Chronique d’une vie ordinaire. Les marocains s’occupent de leur intérieur…et l’extérieur ?
Marocaine, active, engagée dans sa vie personnelle et professionnelle, Meriem pose un regard curieux, parfois étonné, sur son quotidien et celui de ses compatriotes.
par Meriem Alaoui Rizq
Au Maroc, tout le monde s’accorde à dire que nous avons une culture de l’intérieur qui est très développée. Des usages ancestraux et un savoir-faire artisanal que nous portons en héritage, à la fois sur notre manière d’être, de recevoir, de vivre.
Jusque récemment, nos intérieurs devaient répondre à des normes très précises, reflétant l’art de vivre à la marocaine et la manière dont les maîtres de maison avaient choisi de les réinterpréter à « leur sauce ».
Aujourd’hui, si d’aucuns se sentent plus libres de réinterpréter les traditions, chacun à sa sauce, tous ont la même aspiration qu’ailleurs: que l’intérieur de son « chez soi » soit une carte de visite qui parle de soi, en se passant de paroles : la qualité des finitions, la richesse des tissus, la finesse des décorations, qu’elles viennent du bout du monde ou d’un magasin qui ramène l’exotisme à prix accessibles, tout ça dit, à la place de la famille, son ouverture sur le monde, au même titre que le nombre de chaînes tv qu’elle capte ou la taille de l’écran devant lequel elle se rassemble.

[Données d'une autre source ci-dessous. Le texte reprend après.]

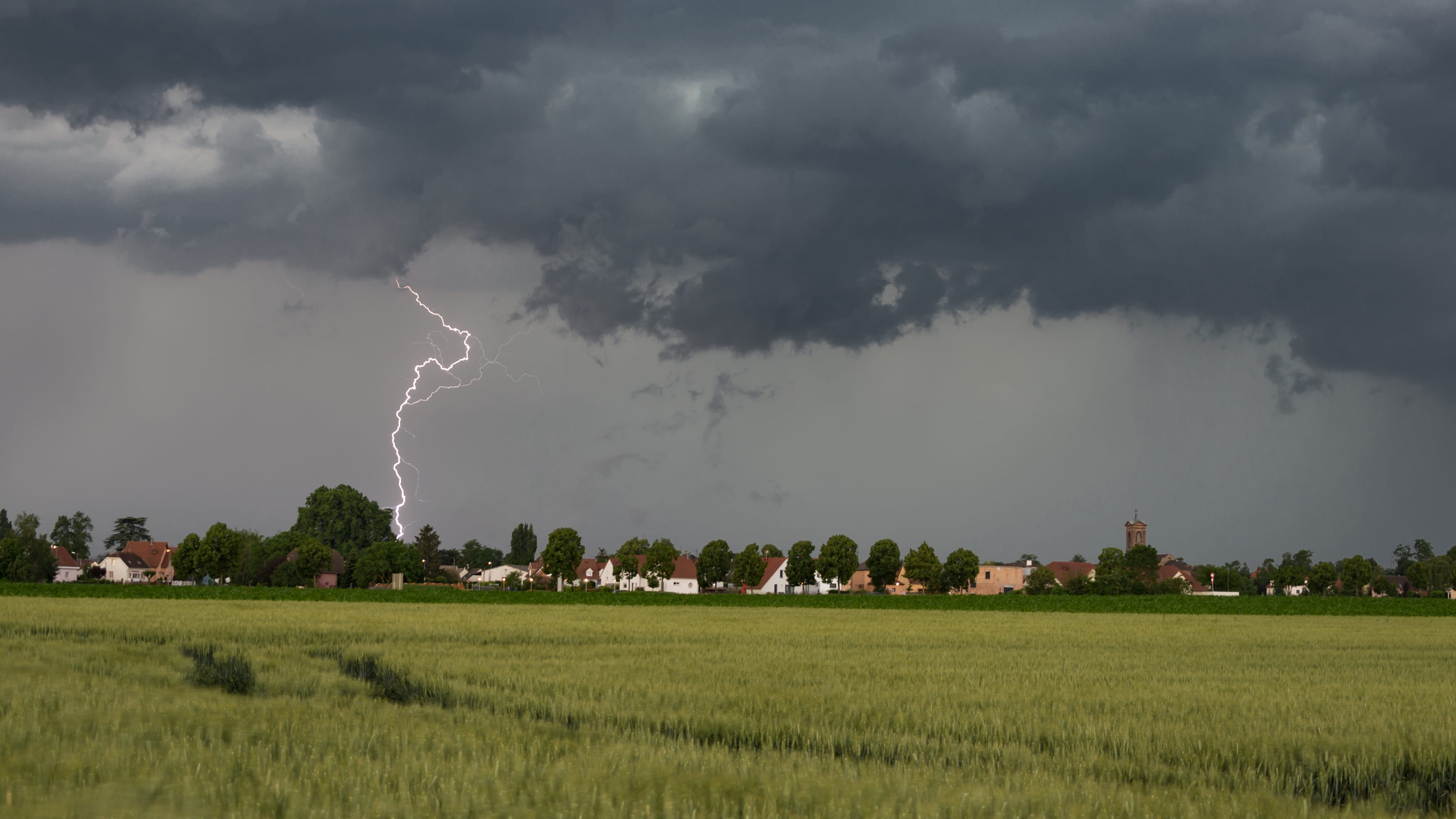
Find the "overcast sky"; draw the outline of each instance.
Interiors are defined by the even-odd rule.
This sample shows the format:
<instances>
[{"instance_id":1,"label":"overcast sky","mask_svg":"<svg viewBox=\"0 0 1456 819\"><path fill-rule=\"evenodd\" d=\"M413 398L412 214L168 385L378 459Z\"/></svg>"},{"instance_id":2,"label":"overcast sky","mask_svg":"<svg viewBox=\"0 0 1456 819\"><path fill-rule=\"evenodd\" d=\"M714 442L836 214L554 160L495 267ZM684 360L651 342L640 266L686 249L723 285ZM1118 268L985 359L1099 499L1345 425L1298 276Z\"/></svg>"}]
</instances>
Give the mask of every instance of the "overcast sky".
<instances>
[{"instance_id":1,"label":"overcast sky","mask_svg":"<svg viewBox=\"0 0 1456 819\"><path fill-rule=\"evenodd\" d=\"M1446 0L0 0L0 506L399 503L400 276L406 537L1444 550L1452 144Z\"/></svg>"}]
</instances>

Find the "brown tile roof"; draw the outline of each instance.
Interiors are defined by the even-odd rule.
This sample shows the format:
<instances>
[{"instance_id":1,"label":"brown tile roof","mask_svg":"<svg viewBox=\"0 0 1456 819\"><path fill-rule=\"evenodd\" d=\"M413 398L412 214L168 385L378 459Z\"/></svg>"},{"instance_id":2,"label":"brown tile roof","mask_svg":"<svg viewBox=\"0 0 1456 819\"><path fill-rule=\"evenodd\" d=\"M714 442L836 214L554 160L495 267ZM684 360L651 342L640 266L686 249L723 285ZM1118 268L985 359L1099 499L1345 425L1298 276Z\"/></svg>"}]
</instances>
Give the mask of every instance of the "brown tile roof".
<instances>
[{"instance_id":1,"label":"brown tile roof","mask_svg":"<svg viewBox=\"0 0 1456 819\"><path fill-rule=\"evenodd\" d=\"M673 579L674 580L696 580L697 579L697 562L686 554L678 554L677 562L673 563Z\"/></svg>"},{"instance_id":2,"label":"brown tile roof","mask_svg":"<svg viewBox=\"0 0 1456 819\"><path fill-rule=\"evenodd\" d=\"M150 569L147 562L143 560L135 551L118 551L115 557L118 557L127 569Z\"/></svg>"},{"instance_id":3,"label":"brown tile roof","mask_svg":"<svg viewBox=\"0 0 1456 819\"><path fill-rule=\"evenodd\" d=\"M757 583L748 586L748 588L750 589L761 589L764 586L764 583L769 582L769 578L772 578L773 573L779 570L779 566L783 566L785 560L788 560L788 557L770 557L770 559L767 559L763 563L763 579L759 580Z\"/></svg>"},{"instance_id":4,"label":"brown tile roof","mask_svg":"<svg viewBox=\"0 0 1456 819\"><path fill-rule=\"evenodd\" d=\"M147 569L172 566L172 550L162 540L128 540L122 551L130 551L147 563Z\"/></svg>"},{"instance_id":5,"label":"brown tile roof","mask_svg":"<svg viewBox=\"0 0 1456 819\"><path fill-rule=\"evenodd\" d=\"M1051 569L1051 575L1059 583L1066 585L1067 580L1077 576L1088 576L1096 570L1096 563L1086 563L1082 560L1053 560L1047 563L1047 569Z\"/></svg>"},{"instance_id":6,"label":"brown tile roof","mask_svg":"<svg viewBox=\"0 0 1456 819\"><path fill-rule=\"evenodd\" d=\"M1172 563L1169 563L1166 566L1159 566L1158 567L1158 579L1159 580L1171 580L1174 578L1182 578L1184 582L1188 583L1188 588L1191 588L1195 592L1206 592L1206 591L1208 591L1208 586L1200 583L1198 578L1195 578L1192 575L1191 569L1179 569L1178 566L1174 566Z\"/></svg>"},{"instance_id":7,"label":"brown tile roof","mask_svg":"<svg viewBox=\"0 0 1456 819\"><path fill-rule=\"evenodd\" d=\"M591 575L587 575L587 570ZM601 579L601 563L590 557L582 557L581 563L577 564L577 579L578 580L600 580Z\"/></svg>"}]
</instances>

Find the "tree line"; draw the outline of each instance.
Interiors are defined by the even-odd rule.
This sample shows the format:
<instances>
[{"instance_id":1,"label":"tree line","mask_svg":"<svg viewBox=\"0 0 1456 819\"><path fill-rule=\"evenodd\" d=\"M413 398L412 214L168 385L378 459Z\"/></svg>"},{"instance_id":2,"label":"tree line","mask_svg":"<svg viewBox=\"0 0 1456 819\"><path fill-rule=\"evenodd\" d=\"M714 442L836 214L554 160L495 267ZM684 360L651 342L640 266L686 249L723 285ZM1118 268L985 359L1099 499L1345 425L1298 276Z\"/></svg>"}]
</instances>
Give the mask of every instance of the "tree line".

Tout le soin que nous apportons à nos intérieurs pour montrer, sans parler, notre statut social se matérialise également pour « le dehors », avec un soin pareillement apporté aux signes extérieurs de statut : vêtements « in », avec des marques – d’origine ou copiées – plus ou moins visibles ; tous ces accessoires disant à quel point leur propriétaire choisit de coller à l’air du temps, ou pas.
Les marocains s’occupent de leur intérieur, de leur apparence et attributs extérieurs mais il y a bien un aspect de ce « dehors » qui ne les intéresse pas beaucoup, dans leur immense majorité ; ce qui se passe en dehors des murs de leur maison ou des portes de la voiture, le « vrai dehors »
Un vrai désintérêt est marqué pour ce qui est censé rassembler : la chose collective.
Moi, je me suis toujours demandée comment on pouvait autant prendre soin du lieu de vie de la famille et aussi peu se soucier de la vie de la ville.
Jeune ado, une image d’une normalité affligeante m’avait pas mal marquée: il y a de ça quelques années, nous passions, en voiture, avec mes parents, dans un quartier résidentiel ou des petites villas jouxtaient des immeubles denses. Une des portes de garage de la villa s’ouvre et une employée de maison, sortant les ordures, vidait le contenu total de la poubelle (épluchures de légumes, emballages), à quelques pas de la villa, secouant bien la poubelle avant de rentrer à la maison poursuivre son travail.
Elle, évidemment, n’y est pour rien. En tout cas, elle n’est pas le sujet ni la cible de cette chronique. On ne lui aura pas donné la consigne. Peut-être, à l’époque avais-je jugé hativement les habitants de la villa mais je n’avais pas bien compris comment on pouvait habiter dans une villa cossue et ne pas se soucier du lieu ou finissaient les ordures ménagères de la famille
Cette interrogation de l’époque met le doigt sur quelque chose qui caractérise pas mal certains d’entre nous : une envie de ne pas regarder là où c’est sale, moche, odorant ….où le monde s’invite dans son infini bazar, dans la vie bien rangée de certains.
Cette situation et ce qu’elle disait de la manière qu’avaient certains de cloisonner le dedans et le dehors m’avait vraiment étonnée. A l’époque. Et aujourd’hui encore.